Moral Phenomena - Volume 1 by Nicolai Hartmann

Moral Phenomena - Volume 1 by Nicolai Hartmann

Author:Nicolai Hartmann
Language: eng
Format: epub
Tags: -
Publisher: Taylor & Francis Group
Published: 2017-06-21T16:00:00+00:00


(c) FORMALISM AND APRIORISM

The definitive view is this: The two contrasted pairs “formal-material” and “a priori-a posteriori” have nothing to do with each other.2 Not everything aprioristic is formal, nor is everything material aposterioristic. The aprioristic is indeed always universally valid, the aposterioristic is not. But universality as such is not something formal. Within the aprioristic—for example, within the system of geometry—there are laws of greater or less range of validity. And the more general, as compared with the more special, are always formal. The more special in comparison are material. This only means that the more special always has the greater richness of content. But all propositions here are in the same way “aprioristic,” without distinction as to the richness of content and the range of universality.
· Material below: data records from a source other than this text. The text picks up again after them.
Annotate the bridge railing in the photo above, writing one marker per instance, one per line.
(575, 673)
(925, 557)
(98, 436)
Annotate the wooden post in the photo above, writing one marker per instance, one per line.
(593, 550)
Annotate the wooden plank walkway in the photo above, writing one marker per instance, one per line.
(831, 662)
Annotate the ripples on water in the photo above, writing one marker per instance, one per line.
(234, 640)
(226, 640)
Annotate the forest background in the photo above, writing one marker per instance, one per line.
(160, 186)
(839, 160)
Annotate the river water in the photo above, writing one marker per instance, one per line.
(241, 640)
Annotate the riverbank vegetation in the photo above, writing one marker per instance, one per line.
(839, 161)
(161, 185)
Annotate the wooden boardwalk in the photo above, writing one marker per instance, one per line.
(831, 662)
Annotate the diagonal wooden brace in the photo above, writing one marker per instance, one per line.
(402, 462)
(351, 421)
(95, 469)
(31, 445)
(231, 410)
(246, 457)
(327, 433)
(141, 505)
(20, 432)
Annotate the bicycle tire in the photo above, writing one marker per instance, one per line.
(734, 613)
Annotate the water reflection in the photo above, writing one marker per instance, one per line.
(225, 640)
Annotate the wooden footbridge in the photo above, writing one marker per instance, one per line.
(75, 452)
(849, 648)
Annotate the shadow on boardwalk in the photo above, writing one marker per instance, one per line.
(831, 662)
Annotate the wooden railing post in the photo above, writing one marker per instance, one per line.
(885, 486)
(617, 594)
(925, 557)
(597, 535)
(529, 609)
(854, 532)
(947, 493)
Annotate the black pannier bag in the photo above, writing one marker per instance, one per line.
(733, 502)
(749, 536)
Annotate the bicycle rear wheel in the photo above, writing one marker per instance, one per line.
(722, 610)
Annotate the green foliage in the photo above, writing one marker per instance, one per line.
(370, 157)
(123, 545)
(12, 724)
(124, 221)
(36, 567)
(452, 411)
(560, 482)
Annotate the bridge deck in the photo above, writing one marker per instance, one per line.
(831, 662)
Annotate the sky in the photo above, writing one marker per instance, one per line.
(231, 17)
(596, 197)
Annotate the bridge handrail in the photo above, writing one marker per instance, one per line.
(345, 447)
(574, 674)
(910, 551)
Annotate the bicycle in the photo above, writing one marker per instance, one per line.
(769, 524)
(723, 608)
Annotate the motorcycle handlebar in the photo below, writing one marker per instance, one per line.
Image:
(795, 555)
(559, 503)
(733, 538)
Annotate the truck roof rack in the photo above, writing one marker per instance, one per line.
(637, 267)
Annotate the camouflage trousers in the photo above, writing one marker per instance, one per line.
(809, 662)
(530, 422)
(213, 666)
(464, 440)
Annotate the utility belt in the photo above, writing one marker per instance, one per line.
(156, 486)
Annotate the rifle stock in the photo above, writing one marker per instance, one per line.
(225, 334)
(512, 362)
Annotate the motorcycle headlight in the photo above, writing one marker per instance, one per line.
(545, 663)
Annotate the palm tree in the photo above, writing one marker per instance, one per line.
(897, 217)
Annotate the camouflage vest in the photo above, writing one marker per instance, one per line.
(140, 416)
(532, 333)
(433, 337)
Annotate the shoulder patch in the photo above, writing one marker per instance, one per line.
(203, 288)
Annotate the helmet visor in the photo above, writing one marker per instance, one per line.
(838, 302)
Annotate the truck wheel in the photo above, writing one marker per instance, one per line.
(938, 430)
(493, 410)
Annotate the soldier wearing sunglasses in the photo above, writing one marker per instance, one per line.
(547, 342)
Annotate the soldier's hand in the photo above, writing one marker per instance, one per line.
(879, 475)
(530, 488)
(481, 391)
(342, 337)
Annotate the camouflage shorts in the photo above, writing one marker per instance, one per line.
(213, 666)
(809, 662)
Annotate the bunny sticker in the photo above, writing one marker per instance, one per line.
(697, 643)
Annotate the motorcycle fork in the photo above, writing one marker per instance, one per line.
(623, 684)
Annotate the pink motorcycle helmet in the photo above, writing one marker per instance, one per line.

Hence for ethics it follows: A principle, like the moral law, or a commandment in general, even a standard, can very well have “matter,” without any prejudice to its apriority. A “materially determined will” does not need, as Kant thought, to be determined empirically. The impulsion which sets it in motion need not be from without. Material determination is not naturalistic determination. It does not necessarily spring from general existential laws, it does not imply any causal dependency. It does not degrade the human will into a “natural entity.” For its origin can be perfectly autonomous, its objectivity purely aprioristic.

What was valuable in the Kantian doctrine, the rejection of ethical empiricism and heteronomy, the discarding of casuistry and of the prescription of special ends, the claim of strict universality of principle and its validity, not as an end but as the standard for the will in relation to its moral quality—all this can be completely retained and carried out without accepting the “formal” character of the principle. If the matter of the principle itself is purely aprioristic, if it does not emanate from goods which are given and desired or from the concrete tendency of a natural instinct, the entire series of requirements is no less fulfilled in it than if its principle were of a purely formal character. In other words, the distinction between form and matter has no bearing upon an autonomous ethical principle. It is only a question of apriority.

In positive terms: Values may be as formal or material as they please, only they must be something self-dependent, they must be independent of all extraneous principles, and the valuational consciousness in regard to them must be aprioristic. If by the aprioristic we do not understand a function, but only the specific way of knowing something objective which, as such, can be as well understood as mistaken, there is no sort of difficulty in regard to the material content of values. In the problem of the apriorical it is subjectivism which favours ethical formalism. If we remove the subjectivism, the formalism loses its underpinning.